# Corriente saddles?



## MangoRoX87 (Oct 19, 2009)

Does anyone here ride one?

I'm considering the purchase of one, but I am not sure what the price would be for one of their show/reining saddles..

Do they offer narrow trees or semi QHBs? 
If the price is as good as they say it is, I just might order two!! I'd like to get one of the ranch cutting saddles, then one of the showier saddles.

What are your thoughts on these saddles?

How well do they hold up?

Do they offer different leather colors/tooling options?


----------



## Fort fireman (Mar 5, 2011)

I will start by saying that I don't own one. So take this for what it is worth. I have heard good things about them. Someone on the forum rides them and really likes them. i just cant remember who it was. I think maybe SMROBS but don't quote me.
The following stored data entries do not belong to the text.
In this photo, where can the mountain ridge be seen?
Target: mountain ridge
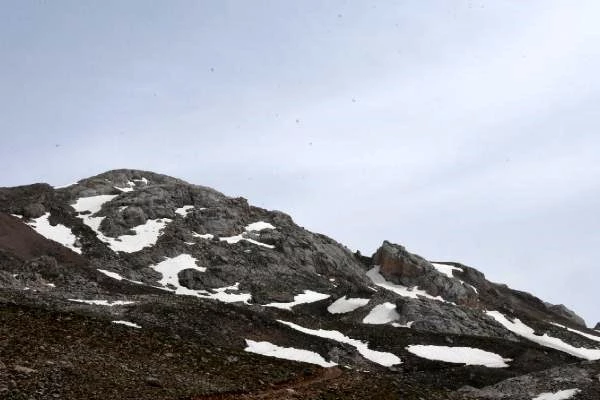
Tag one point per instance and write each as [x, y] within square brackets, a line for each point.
[184, 260]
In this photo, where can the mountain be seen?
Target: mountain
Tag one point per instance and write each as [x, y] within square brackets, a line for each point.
[136, 285]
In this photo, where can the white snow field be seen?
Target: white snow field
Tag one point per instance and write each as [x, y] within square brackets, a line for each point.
[183, 211]
[525, 331]
[379, 357]
[104, 302]
[459, 355]
[170, 268]
[259, 226]
[446, 269]
[414, 293]
[303, 298]
[286, 353]
[382, 314]
[145, 235]
[587, 335]
[345, 305]
[560, 395]
[204, 236]
[127, 323]
[58, 233]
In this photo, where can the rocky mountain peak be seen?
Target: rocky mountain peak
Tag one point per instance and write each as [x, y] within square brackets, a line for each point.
[135, 257]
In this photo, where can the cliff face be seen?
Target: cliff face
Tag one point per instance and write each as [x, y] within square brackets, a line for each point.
[174, 290]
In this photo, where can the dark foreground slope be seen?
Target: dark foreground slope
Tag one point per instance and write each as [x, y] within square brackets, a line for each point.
[134, 285]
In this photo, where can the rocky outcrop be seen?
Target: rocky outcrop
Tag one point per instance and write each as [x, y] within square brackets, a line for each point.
[435, 316]
[400, 266]
[564, 312]
[272, 261]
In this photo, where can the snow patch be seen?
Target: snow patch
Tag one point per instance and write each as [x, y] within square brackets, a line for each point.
[110, 274]
[204, 236]
[259, 226]
[286, 353]
[240, 237]
[307, 297]
[379, 357]
[127, 323]
[58, 233]
[382, 314]
[183, 211]
[403, 291]
[459, 355]
[560, 395]
[525, 331]
[170, 268]
[344, 305]
[145, 235]
[92, 204]
[143, 180]
[64, 186]
[446, 269]
[109, 303]
[407, 325]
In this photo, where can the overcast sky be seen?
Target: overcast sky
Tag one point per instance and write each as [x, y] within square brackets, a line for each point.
[464, 130]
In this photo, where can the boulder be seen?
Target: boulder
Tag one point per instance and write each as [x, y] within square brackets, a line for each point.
[34, 210]
[567, 314]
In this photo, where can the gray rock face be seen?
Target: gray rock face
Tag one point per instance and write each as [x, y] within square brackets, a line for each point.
[434, 316]
[567, 314]
[34, 210]
[532, 385]
[400, 266]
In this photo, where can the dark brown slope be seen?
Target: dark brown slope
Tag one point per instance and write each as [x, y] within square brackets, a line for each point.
[24, 243]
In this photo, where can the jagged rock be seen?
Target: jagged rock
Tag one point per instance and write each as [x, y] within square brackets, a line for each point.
[400, 266]
[568, 314]
[435, 316]
[134, 216]
[23, 370]
[34, 210]
[270, 265]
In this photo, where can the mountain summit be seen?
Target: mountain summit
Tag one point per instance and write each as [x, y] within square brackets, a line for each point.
[132, 284]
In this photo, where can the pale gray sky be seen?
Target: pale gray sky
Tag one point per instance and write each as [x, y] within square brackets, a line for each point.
[465, 130]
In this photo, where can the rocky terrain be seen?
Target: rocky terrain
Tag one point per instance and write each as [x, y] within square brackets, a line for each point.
[135, 285]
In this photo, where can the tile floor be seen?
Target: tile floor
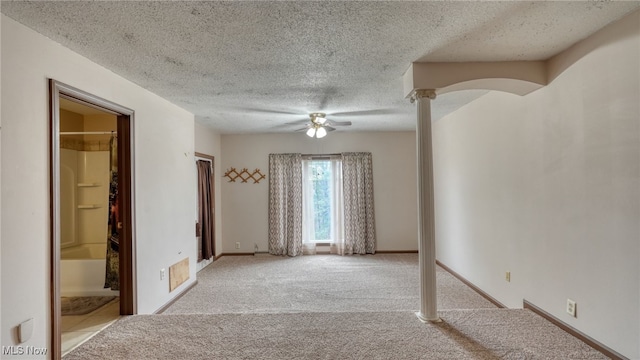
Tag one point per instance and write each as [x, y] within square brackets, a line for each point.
[77, 329]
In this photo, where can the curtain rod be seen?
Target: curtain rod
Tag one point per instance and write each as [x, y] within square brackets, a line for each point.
[88, 133]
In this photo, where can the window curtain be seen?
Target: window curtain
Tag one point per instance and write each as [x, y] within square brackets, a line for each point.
[336, 235]
[359, 219]
[205, 210]
[285, 204]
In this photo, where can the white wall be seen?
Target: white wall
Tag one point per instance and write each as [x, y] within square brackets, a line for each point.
[547, 186]
[163, 170]
[245, 206]
[208, 141]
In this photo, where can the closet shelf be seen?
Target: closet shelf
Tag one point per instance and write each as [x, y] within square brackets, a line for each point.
[89, 206]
I was looking at getting one of their Wade tree saddles a while back but I like to actually see what I'm buying and came across a Circle Y wade that I liked so I got that. I believe they do have different widths of trees to choose from. When I was looking I just sent and email to them and I heard back pretty quick. Just fire off a quick email to be sure.

My only concern with them is the pretty significant price difference in them and say the same basic saddle from another company. I know big names have some mark up and sometimes quite a bit but there are some pretty big price differences. It just kinda made me wonder. Where are they making up for the price. Cheaper leather, tree, rigging? Maybe I would change my mind if I could actually put hands on one. But like I said I have heard good things about them to.


----------



## MangoRoX87 (Oct 19, 2009)

Yeah, that's why I'm a tad iffy. The price just seems too good to be true, I want something that is good quality and will last.
_Posted via Mobile Device_


----------



## spurstop (Mar 22, 2012)

The silver is plate and not the best quality, but the saddles are good quality otherwise. 

You will need to contact the company with your questions.


----------